California’s prison misfortunes bring into sharp relief the progress being made in Texas. On April 12, the Los Angeles Times reported that California will spend an additional $7 billion on prison health care. This is on top of $7.7 billion in new prison construction. Both changes were triggered by federal court rulings.
It shouldn’t be the role of federal judges to dictate that prison facilities and inmate health care include all the bells and whistles. Texas has been there before when Judge William Wayne Justice micromanaged the state’s prison system for two decades.

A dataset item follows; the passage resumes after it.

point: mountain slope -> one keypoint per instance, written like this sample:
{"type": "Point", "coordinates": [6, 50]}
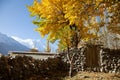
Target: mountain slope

State policymakers cannot control the federal courts, but they can continue Texas’ successful initiatives to avoid a California-style crisis. At the beginning of the 2007 legislative session, the state was projected to need 17,000 new prison beds by 2012, which would cost $1.5 billion to build and operate. Fortunately, taxpayers got off the hook as the Legislature adopted smart solutions such as emphasizing community corrections work and treatment initiatives for nonviolent offenders, and converting two TYC facilities into 1,200 adult prison beds.
Inmate health care costs can also be controlled through medical parole. A few years ago, one Texas geriatric inmate racked up $1 million in health care costs. The current medical parole rules are so narrow that very few inmates qualify – even among the several hundred paraplegics.
While California taxpayers are taking some tough medicine, Texas must continue following a new prescription for criminal justice.